Closed Debilski closed 2 weeks ago
well yes, the CI engine needs a serious revamp... should I work on it or are you already doing stuff? I'd like for the thing to at least read the same conf file as the pelita-server, so that we don't have to specify the list of players twice.
Yeah, I’ll do some minor refactorings later to make it more useful. Scores so far:
# name matches score (1/0/-1)
aspp2021_4 219 0.88
aspp2023_2 217 0.75
aspp2022_2 218 0.64
aspp2021_3 218 0.61
aspp2021_1 217 0.45
aspp2019_3 218 0.37
aspp2022_0 217 0.31
aspp2023_4 217 0.18
aspp2021_0 217 -0.02
aspp2021_2 218 -0.32
aspp2019_1 218 -0.37
aspp2022_1 217 -0.41
aspp2019_4 217 -0.47
aspp2022_4 218 -0.49
aspp2022_3 217 -0.58
aspp2019_2 217 -0.59
aspp2019_0 218 -0.94
oh, and the TU players are not performing at all? Wouldn't it be easier to interpret the results if instead of score one would show percent-win? Otherwise it is difficult to distinguish a bot who draws all the time versus a bot who either wins or loses with 50% probability. Also percent-win will then be more independent from the number of matches than score is...
(I forgot to add the TU players to the config)
Yeah, the output has a much bigger table with all this info (more or less). But it is 2d and needs to be shrunk :)
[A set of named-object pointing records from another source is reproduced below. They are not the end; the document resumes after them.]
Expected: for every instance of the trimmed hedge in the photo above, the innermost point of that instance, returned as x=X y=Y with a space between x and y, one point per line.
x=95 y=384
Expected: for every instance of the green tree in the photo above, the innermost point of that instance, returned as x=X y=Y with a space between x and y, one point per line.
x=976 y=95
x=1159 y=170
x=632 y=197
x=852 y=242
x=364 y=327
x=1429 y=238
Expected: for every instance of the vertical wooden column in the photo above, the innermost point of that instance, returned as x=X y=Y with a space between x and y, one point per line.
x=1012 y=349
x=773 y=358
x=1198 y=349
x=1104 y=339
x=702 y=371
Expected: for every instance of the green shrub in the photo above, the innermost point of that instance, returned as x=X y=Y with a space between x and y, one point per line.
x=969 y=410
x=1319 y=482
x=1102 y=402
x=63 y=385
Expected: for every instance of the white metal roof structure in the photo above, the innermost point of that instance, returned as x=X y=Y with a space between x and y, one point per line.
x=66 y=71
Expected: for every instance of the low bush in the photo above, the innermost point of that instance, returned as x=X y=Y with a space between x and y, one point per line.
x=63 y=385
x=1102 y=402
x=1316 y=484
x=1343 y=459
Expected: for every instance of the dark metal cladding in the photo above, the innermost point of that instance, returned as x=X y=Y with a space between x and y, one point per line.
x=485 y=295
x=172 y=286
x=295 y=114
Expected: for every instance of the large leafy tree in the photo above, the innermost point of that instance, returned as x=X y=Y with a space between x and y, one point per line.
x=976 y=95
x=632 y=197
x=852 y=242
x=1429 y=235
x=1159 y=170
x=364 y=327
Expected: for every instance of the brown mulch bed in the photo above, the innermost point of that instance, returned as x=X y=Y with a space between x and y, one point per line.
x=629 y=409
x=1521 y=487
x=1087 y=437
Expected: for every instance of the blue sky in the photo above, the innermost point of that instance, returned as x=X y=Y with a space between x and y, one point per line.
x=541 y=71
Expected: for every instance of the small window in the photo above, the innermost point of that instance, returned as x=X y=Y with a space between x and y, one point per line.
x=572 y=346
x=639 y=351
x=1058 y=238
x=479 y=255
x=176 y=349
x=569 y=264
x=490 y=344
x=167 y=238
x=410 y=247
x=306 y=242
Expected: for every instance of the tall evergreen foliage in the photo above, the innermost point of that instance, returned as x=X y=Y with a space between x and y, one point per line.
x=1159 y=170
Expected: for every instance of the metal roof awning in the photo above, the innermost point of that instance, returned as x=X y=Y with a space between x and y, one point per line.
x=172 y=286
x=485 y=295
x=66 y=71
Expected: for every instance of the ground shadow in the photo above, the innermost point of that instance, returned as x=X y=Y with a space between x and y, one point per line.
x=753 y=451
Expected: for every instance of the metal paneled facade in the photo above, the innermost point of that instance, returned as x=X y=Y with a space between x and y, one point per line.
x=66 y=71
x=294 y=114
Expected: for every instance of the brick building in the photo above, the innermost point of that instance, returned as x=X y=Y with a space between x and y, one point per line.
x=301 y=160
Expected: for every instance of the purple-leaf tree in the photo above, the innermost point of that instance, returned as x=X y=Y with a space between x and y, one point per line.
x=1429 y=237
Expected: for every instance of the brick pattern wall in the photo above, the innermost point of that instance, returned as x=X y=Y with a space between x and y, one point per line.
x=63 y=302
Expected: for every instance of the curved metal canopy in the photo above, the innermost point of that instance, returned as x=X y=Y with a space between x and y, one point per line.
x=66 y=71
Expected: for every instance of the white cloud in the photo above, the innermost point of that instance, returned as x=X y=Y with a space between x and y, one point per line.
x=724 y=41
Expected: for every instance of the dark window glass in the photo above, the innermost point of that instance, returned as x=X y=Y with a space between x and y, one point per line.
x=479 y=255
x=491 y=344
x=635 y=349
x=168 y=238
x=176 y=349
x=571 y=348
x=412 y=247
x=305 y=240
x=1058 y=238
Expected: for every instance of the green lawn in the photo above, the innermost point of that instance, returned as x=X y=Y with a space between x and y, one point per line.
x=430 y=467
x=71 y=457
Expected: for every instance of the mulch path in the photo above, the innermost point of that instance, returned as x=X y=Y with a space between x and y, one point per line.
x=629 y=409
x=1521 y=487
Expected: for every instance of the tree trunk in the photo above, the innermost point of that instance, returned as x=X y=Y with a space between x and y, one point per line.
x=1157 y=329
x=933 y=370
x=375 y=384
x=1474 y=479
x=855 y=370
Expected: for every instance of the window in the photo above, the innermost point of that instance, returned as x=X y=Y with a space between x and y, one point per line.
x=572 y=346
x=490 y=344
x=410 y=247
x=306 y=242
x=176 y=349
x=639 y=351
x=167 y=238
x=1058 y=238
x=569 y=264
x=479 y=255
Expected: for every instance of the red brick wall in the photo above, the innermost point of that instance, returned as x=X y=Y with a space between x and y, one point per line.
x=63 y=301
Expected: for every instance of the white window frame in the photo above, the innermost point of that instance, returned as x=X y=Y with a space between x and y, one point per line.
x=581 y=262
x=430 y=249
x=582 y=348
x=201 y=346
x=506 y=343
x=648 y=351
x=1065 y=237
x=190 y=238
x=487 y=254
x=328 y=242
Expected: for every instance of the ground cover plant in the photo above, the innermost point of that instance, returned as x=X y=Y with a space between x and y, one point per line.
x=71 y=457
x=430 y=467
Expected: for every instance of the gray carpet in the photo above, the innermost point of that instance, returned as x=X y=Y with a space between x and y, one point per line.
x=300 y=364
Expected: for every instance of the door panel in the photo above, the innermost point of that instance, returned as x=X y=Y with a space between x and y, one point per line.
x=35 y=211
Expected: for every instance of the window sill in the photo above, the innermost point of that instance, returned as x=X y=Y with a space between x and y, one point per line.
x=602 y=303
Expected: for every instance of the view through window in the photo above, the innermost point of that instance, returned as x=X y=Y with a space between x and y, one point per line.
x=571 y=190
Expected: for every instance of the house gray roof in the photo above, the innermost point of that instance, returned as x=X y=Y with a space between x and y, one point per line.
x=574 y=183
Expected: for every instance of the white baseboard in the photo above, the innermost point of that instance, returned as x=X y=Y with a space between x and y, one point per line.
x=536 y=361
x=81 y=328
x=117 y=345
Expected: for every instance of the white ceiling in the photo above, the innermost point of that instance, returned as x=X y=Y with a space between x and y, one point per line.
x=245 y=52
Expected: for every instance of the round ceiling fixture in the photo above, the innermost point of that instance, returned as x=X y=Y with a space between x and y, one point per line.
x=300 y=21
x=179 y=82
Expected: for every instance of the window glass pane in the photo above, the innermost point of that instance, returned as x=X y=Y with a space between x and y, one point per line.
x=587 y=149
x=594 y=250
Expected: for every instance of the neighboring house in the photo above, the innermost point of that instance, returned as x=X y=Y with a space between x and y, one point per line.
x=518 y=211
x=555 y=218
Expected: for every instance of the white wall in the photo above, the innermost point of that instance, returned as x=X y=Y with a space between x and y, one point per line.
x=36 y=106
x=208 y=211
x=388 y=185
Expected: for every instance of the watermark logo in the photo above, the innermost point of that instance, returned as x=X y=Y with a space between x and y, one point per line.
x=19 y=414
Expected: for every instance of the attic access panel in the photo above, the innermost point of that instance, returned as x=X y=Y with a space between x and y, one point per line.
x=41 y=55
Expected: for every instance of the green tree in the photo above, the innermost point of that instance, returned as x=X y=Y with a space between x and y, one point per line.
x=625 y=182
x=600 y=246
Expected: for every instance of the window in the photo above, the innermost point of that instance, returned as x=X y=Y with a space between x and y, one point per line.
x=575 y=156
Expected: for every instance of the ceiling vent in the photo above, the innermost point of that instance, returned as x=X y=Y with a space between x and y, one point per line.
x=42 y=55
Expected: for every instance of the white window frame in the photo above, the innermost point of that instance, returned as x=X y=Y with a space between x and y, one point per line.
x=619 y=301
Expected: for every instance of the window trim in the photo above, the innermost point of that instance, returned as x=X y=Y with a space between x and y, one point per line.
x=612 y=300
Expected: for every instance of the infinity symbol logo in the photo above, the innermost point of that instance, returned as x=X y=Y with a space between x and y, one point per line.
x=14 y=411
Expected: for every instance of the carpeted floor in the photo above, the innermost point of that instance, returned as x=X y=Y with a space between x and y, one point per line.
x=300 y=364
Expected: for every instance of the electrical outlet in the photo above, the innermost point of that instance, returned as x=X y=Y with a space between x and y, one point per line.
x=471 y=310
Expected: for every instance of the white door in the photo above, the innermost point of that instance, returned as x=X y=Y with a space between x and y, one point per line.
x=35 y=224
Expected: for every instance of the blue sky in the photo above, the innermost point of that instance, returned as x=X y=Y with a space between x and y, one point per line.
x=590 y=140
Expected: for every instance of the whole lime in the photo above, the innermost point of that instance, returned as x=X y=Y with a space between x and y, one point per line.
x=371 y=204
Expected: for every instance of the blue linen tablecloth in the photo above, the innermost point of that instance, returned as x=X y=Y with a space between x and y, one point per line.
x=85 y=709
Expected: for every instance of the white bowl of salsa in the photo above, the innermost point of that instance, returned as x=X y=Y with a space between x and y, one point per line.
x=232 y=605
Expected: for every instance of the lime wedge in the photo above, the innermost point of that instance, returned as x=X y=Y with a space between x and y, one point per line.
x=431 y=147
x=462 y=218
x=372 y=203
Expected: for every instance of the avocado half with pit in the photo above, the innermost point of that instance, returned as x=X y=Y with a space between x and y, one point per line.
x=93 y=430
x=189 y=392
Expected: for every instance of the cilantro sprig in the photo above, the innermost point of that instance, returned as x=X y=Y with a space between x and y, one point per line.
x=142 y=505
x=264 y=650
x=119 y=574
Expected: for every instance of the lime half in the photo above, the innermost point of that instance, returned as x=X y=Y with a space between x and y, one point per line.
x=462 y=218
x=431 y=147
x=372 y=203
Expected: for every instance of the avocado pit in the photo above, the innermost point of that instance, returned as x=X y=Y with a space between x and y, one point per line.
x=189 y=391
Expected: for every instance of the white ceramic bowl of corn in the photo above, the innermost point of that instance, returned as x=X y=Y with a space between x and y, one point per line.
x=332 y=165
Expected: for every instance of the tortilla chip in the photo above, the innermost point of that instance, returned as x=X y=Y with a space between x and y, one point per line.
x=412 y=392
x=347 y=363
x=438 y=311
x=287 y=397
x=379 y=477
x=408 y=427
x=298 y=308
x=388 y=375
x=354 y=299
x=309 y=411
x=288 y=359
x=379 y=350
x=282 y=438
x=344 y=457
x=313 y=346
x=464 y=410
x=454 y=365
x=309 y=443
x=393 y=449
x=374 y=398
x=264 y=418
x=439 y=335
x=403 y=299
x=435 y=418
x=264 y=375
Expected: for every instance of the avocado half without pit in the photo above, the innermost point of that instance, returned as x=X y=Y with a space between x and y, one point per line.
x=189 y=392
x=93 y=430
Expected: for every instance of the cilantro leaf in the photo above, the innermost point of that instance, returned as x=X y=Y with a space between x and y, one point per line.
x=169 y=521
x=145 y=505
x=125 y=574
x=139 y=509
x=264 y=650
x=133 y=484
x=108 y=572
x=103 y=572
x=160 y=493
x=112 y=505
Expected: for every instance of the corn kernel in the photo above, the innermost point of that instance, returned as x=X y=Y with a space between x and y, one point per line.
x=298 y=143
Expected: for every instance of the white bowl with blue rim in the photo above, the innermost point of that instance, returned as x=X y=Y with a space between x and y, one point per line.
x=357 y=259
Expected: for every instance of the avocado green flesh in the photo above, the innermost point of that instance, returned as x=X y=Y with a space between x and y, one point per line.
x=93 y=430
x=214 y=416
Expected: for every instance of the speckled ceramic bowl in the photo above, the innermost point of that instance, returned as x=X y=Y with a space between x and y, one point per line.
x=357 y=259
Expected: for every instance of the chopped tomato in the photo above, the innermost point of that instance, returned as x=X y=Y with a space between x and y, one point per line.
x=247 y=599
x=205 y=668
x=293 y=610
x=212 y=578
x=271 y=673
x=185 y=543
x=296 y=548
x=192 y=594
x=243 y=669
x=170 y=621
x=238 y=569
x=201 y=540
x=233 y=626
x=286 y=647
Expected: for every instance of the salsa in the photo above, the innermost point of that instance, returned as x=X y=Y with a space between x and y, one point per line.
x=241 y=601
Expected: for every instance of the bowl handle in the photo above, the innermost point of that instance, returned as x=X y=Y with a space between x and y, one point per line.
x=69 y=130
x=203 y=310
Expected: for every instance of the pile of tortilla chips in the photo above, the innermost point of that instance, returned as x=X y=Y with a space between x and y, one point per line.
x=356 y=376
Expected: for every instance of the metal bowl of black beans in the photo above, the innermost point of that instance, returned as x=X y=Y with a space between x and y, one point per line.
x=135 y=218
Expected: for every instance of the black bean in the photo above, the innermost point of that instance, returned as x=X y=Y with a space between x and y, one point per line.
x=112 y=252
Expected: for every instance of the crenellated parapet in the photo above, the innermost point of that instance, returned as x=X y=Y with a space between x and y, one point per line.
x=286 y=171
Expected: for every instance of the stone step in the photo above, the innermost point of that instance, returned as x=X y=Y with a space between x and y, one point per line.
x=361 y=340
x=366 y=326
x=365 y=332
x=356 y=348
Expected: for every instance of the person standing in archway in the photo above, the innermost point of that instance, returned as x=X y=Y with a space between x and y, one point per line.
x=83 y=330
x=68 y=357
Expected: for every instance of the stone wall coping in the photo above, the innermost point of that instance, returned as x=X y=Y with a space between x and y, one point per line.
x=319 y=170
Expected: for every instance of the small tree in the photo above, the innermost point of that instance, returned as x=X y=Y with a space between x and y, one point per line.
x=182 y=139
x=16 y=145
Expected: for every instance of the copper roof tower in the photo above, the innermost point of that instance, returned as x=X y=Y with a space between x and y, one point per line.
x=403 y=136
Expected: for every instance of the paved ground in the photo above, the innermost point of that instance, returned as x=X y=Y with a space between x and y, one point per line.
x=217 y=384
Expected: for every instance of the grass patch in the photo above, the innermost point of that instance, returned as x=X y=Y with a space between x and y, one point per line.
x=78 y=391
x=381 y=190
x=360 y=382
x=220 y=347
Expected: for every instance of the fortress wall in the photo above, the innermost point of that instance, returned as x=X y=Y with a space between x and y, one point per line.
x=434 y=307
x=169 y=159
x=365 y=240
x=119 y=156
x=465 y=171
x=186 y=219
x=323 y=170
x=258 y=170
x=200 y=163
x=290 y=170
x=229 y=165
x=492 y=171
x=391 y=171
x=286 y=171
┏━━━━━━━━━━━━━━━━━━━━━━━━━━━━━━┳━━━━━━━━━━━┳━━━━━━━━┳━━━━━━━━━┳━━━━━━━━━━┳━━━━━━━━━━━━━━━━━━━━━━┓
┃ Name ┃ # Matches ┃ # Wins ┃ # Draws ┃ # Losses ┃ Score ┃
┡━━━━━━━━━━━━━━━━━━━━━━━━━━━━━━╇━━━━━━━━━━━╇━━━━━━━━╇━━━━━━━━━╇━━━━━━━━━━╇━━━━━━━━━━━━━━━━━━━━━━┩
│ aspp2021_4 │ 262 │ 233 │ 6 │ 23 │ 0.8015267175572519 │
│ tube2024_0 │ 139 │ 118 │ 8 │ 13 │ 0.7553956834532374 │
│ bayes_avengers │ 139 │ 116 │ 8 │ 15 │ 0.7266187050359713 │
│ aspp2023_2 │ 248 │ 201 │ 8 │ 39 │ 0.6532258064516129 │
│ aspp2021_3 │ 251 │ 191 │ 3 │ 57 │ 0.5338645418326693 │
│ aspp2022_2 │ 266 │ 200 │ 1 │ 65 │ 0.5075187969924813 │
│ tube2024_1 │ 139 │ 99 │ 4 │ 36 │ 0.45323741007194246 │
│ shake_dat_botty │ 139 │ 95 │ 3 │ 41 │ 0.38848920863309355 │
│ aspp2021_1 │ 256 │ 174 │ 6 │ 76 │ 0.3828125 │
│ aspp2019_3 │ 257 │ 169 │ 3 │ 85 │ 0.32684824902723736 │
│ trilobots │ 138 │ 80 │ 7 │ 51 │ 0.21014492753623187 │
│ aspp2022_0 │ 251 │ 146 │ 8 │ 97 │ 0.1952191235059761 │
│ tube2024_3 │ 139 │ 80 │ 3 │ 56 │ 0.17266187050359713 │
│ aspp2023_4 │ 258 │ 131 │ 14 │ 113 │ 0.06976744186046512 │
│ too_bot_to_handle │ 140 │ 72 │ 2 │ 66 │ 0.04285714285714286 │
│ aspp2021_0 │ 242 │ 97 │ 10 │ 135 │ -0.15702479338842976 │
│ drbabydangers │ 138 │ 48 │ 18 │ 72 │ -0.17391304347826086 │
│ group4_2022_this_time_moving │ 138 │ 53 │ 6 │ 79 │ -0.18840579710144928 │
│ dogues_de_bordeaux │ 138 │ 43 │ 4 │ 91 │ -0.34782608695652173 │
│ aspp2021_2 │ 256 │ 68 │ 29 │ 159 │ -0.35546875 │
│ tube2024_2 │ 139 │ 41 │ 6 │ 92 │ -0.3669064748201439 │
│ aspp2019_1 │ 243 │ 35 │ 67 │ 141 │ -0.43621399176954734 │
│ aspp2022_1 │ 266 │ 53 │ 32 │ 181 │ -0.48120300751879697 │
│ aspp2022_4 │ 244 │ 29 │ 43 │ 172 │ -0.5860655737704918 │
│ aspp2019_4 │ 245 │ 48 │ 1 │ 196 │ -0.6040816326530613 │
│ aspp2022_3 │ 251 │ 44 │ 6 │ 201 │ -0.6254980079681275 │
│ aspp2019_2 │ 256 │ 35 │ 2 │ 219 │ -0.71875 │
│ aspp2019_0 │ 139 │ 2 │ 8 │ 129 │ -0.9136690647482014 │
└──────────────────────────────┴───────────┴────────┴─────────┴──────────┴──────────────────────┘
aspp2019_0 is definitely a little underwhelming? (They remove nodes with enemy bots from the graph and simply stop when this means that the graph is disconnected. I’m close to helping them out a little to perform better. :) )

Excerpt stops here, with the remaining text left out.